Slater & Gordon Australia
Slater & Gordon, the world’s first publicly listed law firm, was founded in Melbourne, Victoria in 1935 by solicitor and Labour politician William Slater and barrister Hugh Lyons Gordon.
Over the years the firm has handled some of the most complex and widely publicised cases in Australia. These include representing hundreds of asbestos miners at the Wittenoom mine in Western Australia. In 2000, the company lodged a writ in the Victoria Supreme Court against Broken Hill Proprietary Company on behalf of traditional owners in Papua New Guinea over the collapse of a dam that led to waste from the Ok Tedi Mine polluting the Ok Tedi and Fly Rivers in 1984.
Other cases include representing victims of medically acquired HIV from contaminated blood supplies, and women suffering health problems due to faulty IUDs and breast implants.
In December 2005, the firm negotiated a settlement worth around £2.5bn on behalf of unions and people suffering from asbestosis, mesothelioma and other asbestos-related diseases as a result of exposure to asbestos while working for James Hardie Industries Ltd.
James Hardie was one of a number of companies involved in the mining of asbestos, and by the middle of the 20th century had become the largest manufacturer and distributor of building products, insulation, pipes and brake linings containing it.

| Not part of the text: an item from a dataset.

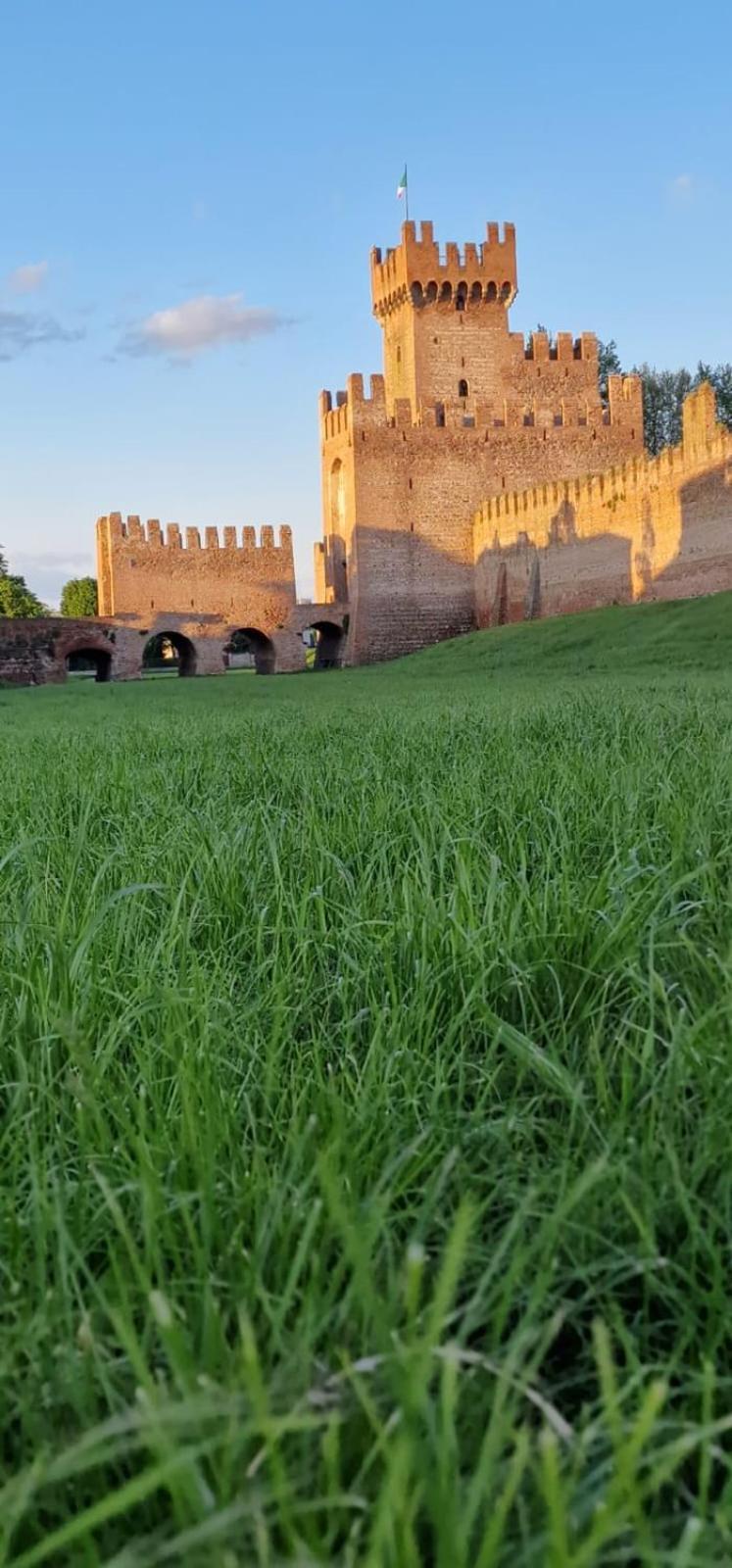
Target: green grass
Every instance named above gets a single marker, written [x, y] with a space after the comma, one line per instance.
[366, 1051]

In Australia, it ran asbestos plants in New South Wales, South Australia, Victoria, Queensland and Western Australia. Working with the products containing asbestos caused people to develop various pleural abnormalities such as asbestosis and malignant mesothelioma.
Slater & Gordon is Australia’s largest consumer law firm, operating from 61 locations across the country. It entered the UK legal market with the acquisition of national firm Russell Jones & Walker in 2012.